Reluctantly, I handed over the book, feeling the weight of a dozen stares boring into my back. My fingers drummed nervously on the desk as the seconds crawled by.
Suddenly, a loud crash echoed from the hallway beyond the rain-blurred windows. My classmates stiffened, and the teacher's patience, already thin, snapped. "Why, you little—!" his voice trailed off in anger, but whoever had caused the commotion was already gone.
I slumped at my desk, fingers pressed to my temple in frustration. They went to the nurse's office together—her and the teacher—leaving me stranded, alone, and simmering in self-doubt. "…And I'm sitting in class like an idiot," I muttered under my breath, wishing I could disappear.
She didn't look sick.
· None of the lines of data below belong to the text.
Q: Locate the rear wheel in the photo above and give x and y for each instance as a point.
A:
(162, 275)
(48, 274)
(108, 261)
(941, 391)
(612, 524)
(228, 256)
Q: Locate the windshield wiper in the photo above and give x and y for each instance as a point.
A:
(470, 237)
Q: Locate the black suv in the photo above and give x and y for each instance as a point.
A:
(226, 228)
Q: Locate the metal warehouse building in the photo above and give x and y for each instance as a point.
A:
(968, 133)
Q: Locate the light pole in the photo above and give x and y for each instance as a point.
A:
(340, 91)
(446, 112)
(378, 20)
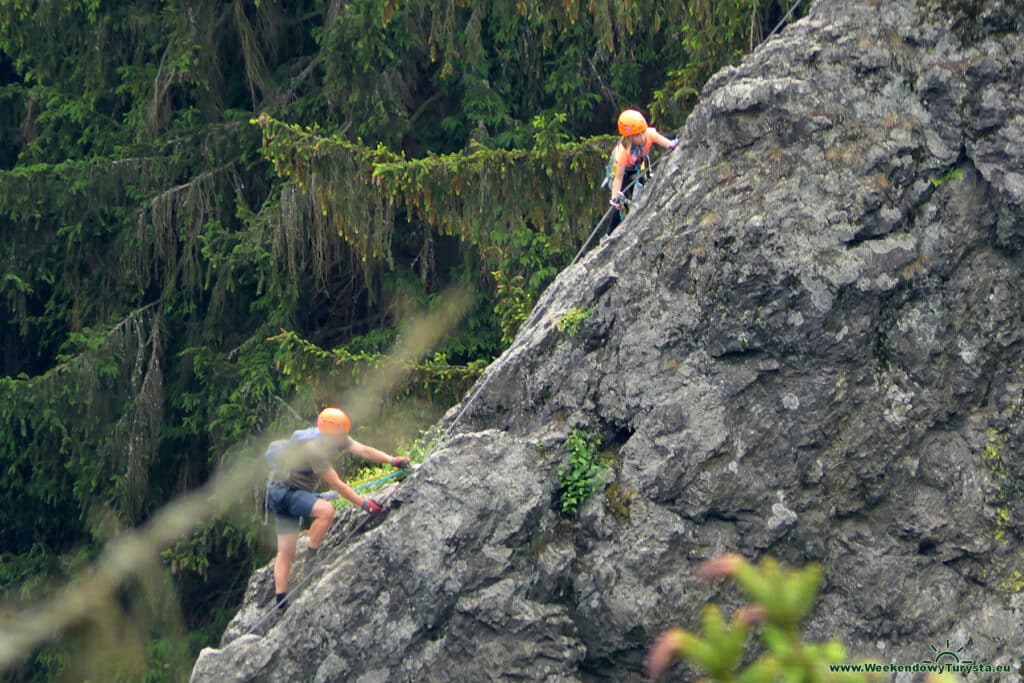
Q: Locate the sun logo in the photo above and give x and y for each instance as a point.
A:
(947, 652)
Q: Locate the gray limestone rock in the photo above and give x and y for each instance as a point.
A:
(806, 344)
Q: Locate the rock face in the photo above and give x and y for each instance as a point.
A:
(808, 344)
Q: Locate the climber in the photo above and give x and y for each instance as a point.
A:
(298, 466)
(630, 162)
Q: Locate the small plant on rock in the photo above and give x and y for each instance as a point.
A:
(573, 317)
(580, 476)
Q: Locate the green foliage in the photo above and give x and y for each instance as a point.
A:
(953, 173)
(580, 477)
(569, 323)
(780, 599)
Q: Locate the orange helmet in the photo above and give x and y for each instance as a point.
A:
(333, 421)
(631, 122)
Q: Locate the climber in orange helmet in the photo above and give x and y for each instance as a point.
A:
(298, 466)
(630, 157)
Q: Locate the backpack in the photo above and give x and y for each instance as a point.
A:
(282, 445)
(642, 165)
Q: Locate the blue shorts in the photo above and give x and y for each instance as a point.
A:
(290, 505)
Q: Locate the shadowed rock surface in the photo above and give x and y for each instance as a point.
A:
(808, 344)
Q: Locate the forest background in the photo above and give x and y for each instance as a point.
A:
(220, 212)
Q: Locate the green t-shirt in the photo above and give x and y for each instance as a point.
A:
(306, 456)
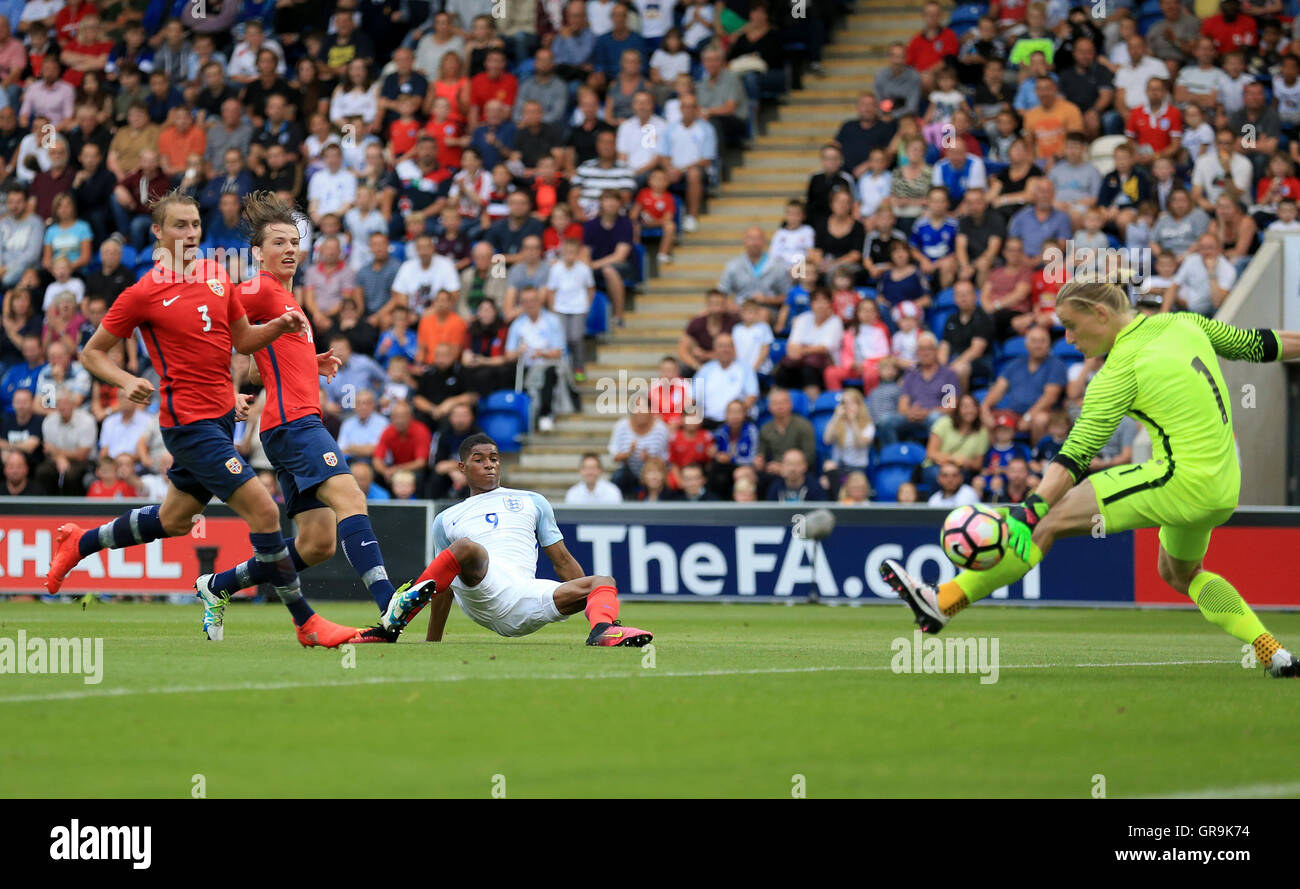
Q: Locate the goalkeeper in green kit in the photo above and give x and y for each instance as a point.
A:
(1162, 371)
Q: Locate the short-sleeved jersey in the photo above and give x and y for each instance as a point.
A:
(287, 367)
(508, 523)
(1162, 371)
(186, 329)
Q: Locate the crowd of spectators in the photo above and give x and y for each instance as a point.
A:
(993, 160)
(468, 183)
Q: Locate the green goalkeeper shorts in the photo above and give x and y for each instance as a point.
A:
(1155, 494)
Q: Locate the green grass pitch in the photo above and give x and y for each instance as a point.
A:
(740, 699)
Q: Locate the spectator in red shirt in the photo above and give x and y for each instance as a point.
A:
(403, 445)
(493, 82)
(1230, 29)
(109, 485)
(668, 393)
(1157, 126)
(689, 443)
(932, 47)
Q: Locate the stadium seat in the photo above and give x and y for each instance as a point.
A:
(937, 319)
(598, 316)
(778, 351)
(505, 429)
(826, 403)
(895, 465)
(508, 399)
(1013, 347)
(1065, 351)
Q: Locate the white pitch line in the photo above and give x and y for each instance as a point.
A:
(1243, 792)
(79, 694)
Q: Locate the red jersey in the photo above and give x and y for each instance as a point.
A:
(482, 90)
(186, 329)
(1155, 130)
(287, 367)
(684, 450)
(655, 207)
(1240, 34)
(668, 399)
(449, 156)
(551, 239)
(402, 135)
(926, 52)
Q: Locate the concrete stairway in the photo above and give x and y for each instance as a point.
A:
(774, 170)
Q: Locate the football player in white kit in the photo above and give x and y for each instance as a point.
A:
(486, 555)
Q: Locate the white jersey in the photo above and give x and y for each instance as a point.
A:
(511, 525)
(508, 523)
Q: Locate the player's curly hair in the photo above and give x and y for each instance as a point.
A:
(264, 209)
(159, 208)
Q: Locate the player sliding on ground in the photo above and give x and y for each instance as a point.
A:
(319, 489)
(191, 317)
(1161, 371)
(486, 555)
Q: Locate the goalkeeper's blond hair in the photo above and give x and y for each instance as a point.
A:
(1088, 294)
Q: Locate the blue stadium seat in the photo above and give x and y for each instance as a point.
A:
(893, 467)
(1013, 347)
(505, 429)
(510, 400)
(939, 317)
(598, 316)
(826, 403)
(776, 352)
(1065, 351)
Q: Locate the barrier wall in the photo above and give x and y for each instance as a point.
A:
(701, 553)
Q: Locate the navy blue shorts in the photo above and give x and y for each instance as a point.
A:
(206, 463)
(304, 455)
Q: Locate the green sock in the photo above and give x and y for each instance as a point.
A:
(1223, 606)
(979, 584)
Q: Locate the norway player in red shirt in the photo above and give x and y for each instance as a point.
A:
(190, 319)
(320, 491)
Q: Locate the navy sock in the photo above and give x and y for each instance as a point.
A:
(129, 529)
(362, 549)
(269, 549)
(252, 572)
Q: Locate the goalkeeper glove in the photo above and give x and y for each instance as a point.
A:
(1021, 521)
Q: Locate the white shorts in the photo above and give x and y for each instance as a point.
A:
(510, 603)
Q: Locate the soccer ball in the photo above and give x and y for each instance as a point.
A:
(974, 537)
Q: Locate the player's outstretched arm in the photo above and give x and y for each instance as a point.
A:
(566, 566)
(96, 361)
(250, 338)
(1257, 345)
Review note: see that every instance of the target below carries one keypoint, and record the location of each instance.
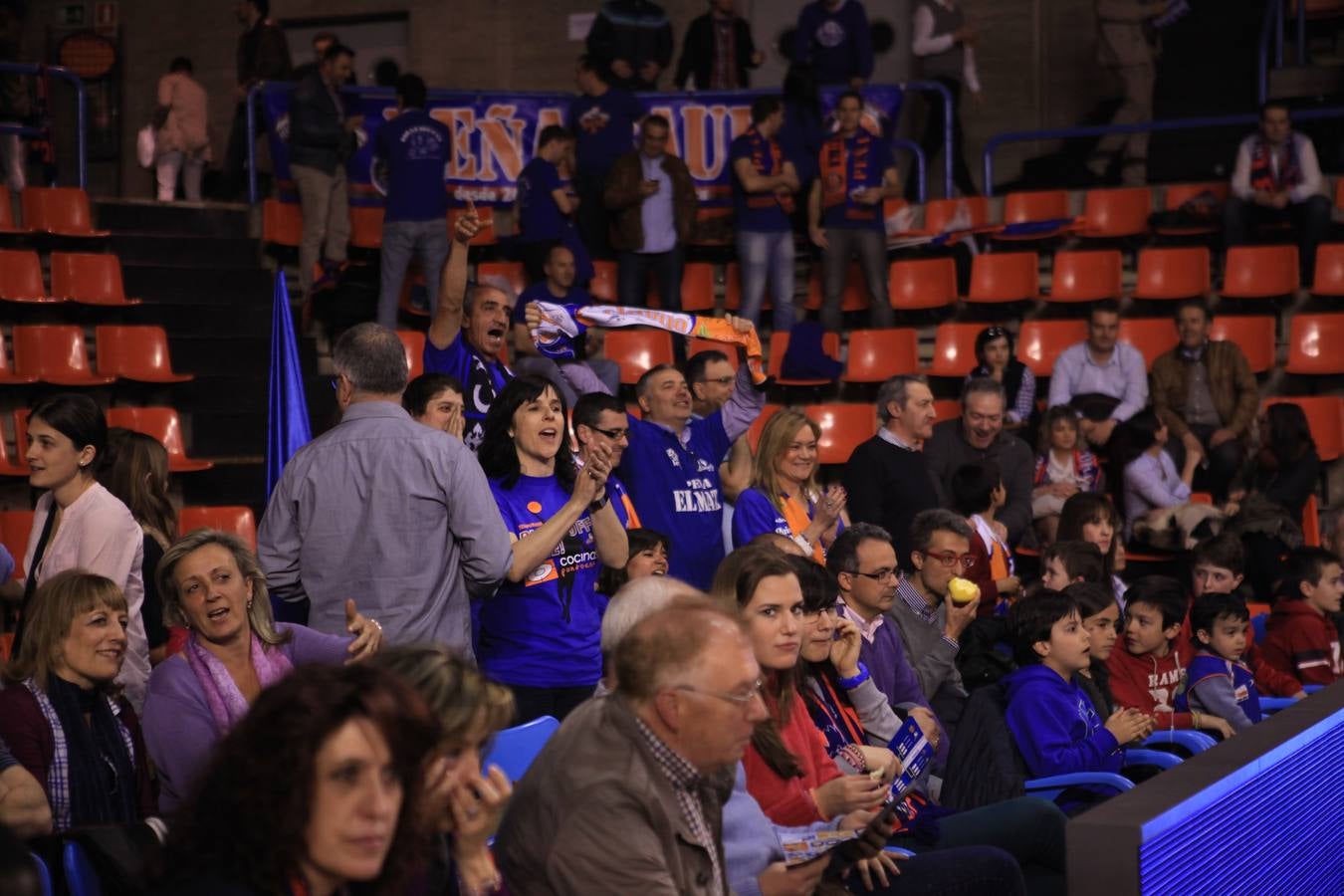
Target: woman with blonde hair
(784, 495)
(212, 585)
(62, 714)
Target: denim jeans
(402, 238)
(767, 258)
(632, 277)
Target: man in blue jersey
(672, 464)
(468, 332)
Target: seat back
(1086, 277)
(637, 350)
(226, 519)
(515, 749)
(876, 354)
(1313, 344)
(1117, 212)
(1039, 342)
(928, 283)
(1005, 277)
(1259, 272)
(1172, 273)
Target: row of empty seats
(58, 354)
(161, 423)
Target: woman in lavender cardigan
(212, 584)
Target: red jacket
(1149, 683)
(787, 800)
(1304, 644)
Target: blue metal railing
(1144, 126)
(914, 87)
(81, 112)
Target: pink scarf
(227, 704)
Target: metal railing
(1144, 126)
(81, 112)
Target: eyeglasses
(951, 559)
(741, 697)
(880, 575)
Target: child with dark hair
(1148, 673)
(1218, 681)
(1101, 619)
(1051, 718)
(1302, 639)
(978, 493)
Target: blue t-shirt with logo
(675, 489)
(540, 219)
(545, 631)
(757, 212)
(415, 149)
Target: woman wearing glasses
(784, 496)
(997, 360)
(541, 633)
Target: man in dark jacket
(652, 198)
(262, 55)
(718, 50)
(633, 39)
(322, 138)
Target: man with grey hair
(979, 435)
(887, 477)
(384, 511)
(628, 795)
(468, 332)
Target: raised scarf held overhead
(561, 324)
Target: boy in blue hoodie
(1050, 716)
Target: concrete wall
(1036, 57)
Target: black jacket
(318, 138)
(698, 53)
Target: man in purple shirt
(864, 561)
(1104, 379)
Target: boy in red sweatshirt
(1149, 672)
(1220, 568)
(1302, 639)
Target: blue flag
(287, 414)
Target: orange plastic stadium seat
(20, 277)
(855, 296)
(414, 342)
(89, 278)
(1116, 212)
(1324, 416)
(1039, 342)
(603, 284)
(876, 354)
(955, 349)
(1313, 344)
(780, 345)
(227, 519)
(137, 353)
(1252, 334)
(929, 283)
(281, 223)
(1085, 277)
(637, 350)
(14, 534)
(365, 226)
(1005, 277)
(1152, 336)
(1172, 273)
(843, 429)
(62, 211)
(1259, 272)
(54, 353)
(164, 425)
(1329, 269)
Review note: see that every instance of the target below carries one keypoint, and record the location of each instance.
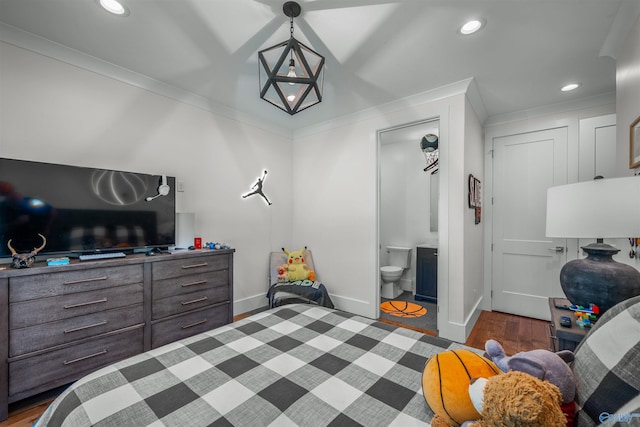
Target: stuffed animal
(544, 365)
(297, 268)
(445, 383)
(516, 399)
(283, 273)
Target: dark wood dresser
(59, 323)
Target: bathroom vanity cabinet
(427, 274)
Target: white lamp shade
(595, 209)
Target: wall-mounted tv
(83, 210)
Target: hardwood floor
(515, 333)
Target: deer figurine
(25, 260)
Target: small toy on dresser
(216, 245)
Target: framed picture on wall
(474, 192)
(474, 197)
(634, 144)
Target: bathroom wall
(405, 194)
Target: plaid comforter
(293, 365)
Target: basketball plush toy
(445, 385)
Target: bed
(297, 364)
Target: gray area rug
(428, 321)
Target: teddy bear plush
(544, 365)
(516, 399)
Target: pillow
(606, 367)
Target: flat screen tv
(83, 210)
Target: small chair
(606, 369)
(300, 291)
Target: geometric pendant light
(291, 74)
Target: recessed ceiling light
(570, 87)
(471, 27)
(115, 7)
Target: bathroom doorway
(408, 206)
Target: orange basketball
(445, 383)
(403, 309)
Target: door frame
(571, 123)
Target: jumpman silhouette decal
(257, 188)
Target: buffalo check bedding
(293, 365)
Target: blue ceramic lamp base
(599, 279)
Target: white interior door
(526, 263)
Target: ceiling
(377, 51)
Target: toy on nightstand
(212, 245)
(586, 317)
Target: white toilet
(399, 260)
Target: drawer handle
(186, 267)
(200, 282)
(194, 301)
(93, 279)
(82, 304)
(80, 359)
(194, 324)
(80, 328)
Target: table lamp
(602, 208)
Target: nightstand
(564, 338)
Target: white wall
(338, 193)
(53, 112)
(627, 95)
(473, 264)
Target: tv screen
(83, 210)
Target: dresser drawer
(39, 337)
(190, 283)
(191, 265)
(34, 312)
(67, 282)
(176, 328)
(182, 303)
(49, 370)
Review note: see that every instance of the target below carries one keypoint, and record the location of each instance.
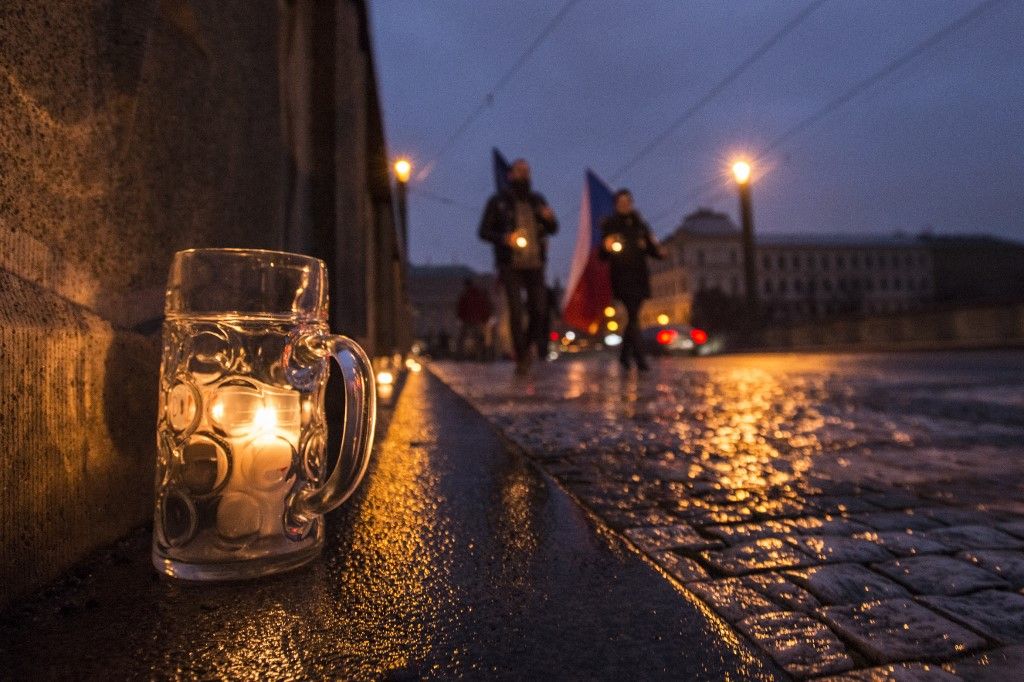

My mind replayed the sight of her drenched from the rain, dark hair plastered to her cheeks. Why was she so soaked when she'd only just arrived? There was no fever in her eyes, no pallor to her skin that illness could explain. Only an odd, distant weariness.
My attention dragged back to the present as my hand absentmindedly tapped the edge of the desk. The accounts book sat beside me, forgotten until now. "Wait, what about the accounts book?" Anxiety curled low in my gut. "This is why I even bothered to show up at school," I thought bitterly, watching the drizzle trace slow patterns across the glass.
Questions crowded my mind, unanswered—about her, about the chaos, about the inscrutable book whose pages now seemed to hold more secrets than ever.
---
The Secret Message
The girl, who was Seonghee, the subject of Junseo's fears, picked up the phone that Jae-o had struggled so fiercely to protect.
"What is this...? Looks like Jae-o dropped it...". Then she noticed the notification. "! It's a message!".
She opened the message, her eyes scanning the cryptic text:
"I'M IN THE NURSE'S OFFICE RIGHT NOW AND WILL BE HEADING HOME RIGHT AS SOON AS I GET OUT. I'LL LOOK OVER THE ACCOUNT BOOK TOMORROW.
BOOK OWNER".
Seonghee frowned, confusion deepening into suspicion. "What does this even mean...? An account book...?". She immediately realized the owner of the phone was not the sender of the message. The person who had written it was talking about an "account book" and heading home from the nurse's office.
Her thoughts raced, tying together the thread she had observed earlier: Ajin's pale face, the strange, drenched girl taking him to the nurse's office, and the conversation about her own absence. She had wondered why the girl was so drenched, noting that she didn't even look sick.
"Wait, what about the accounts book? This is why I even bothered to show up at school!".
Seonghee's gaze hardened as she clutched the phone. She now held the key to an unfolding scheme, one involving Ajin, Junseo, and a mysterious "account book" that seemed to be the real reason she was at school. Her own secret mission had just intersected dangerously with Junseo's plea for help.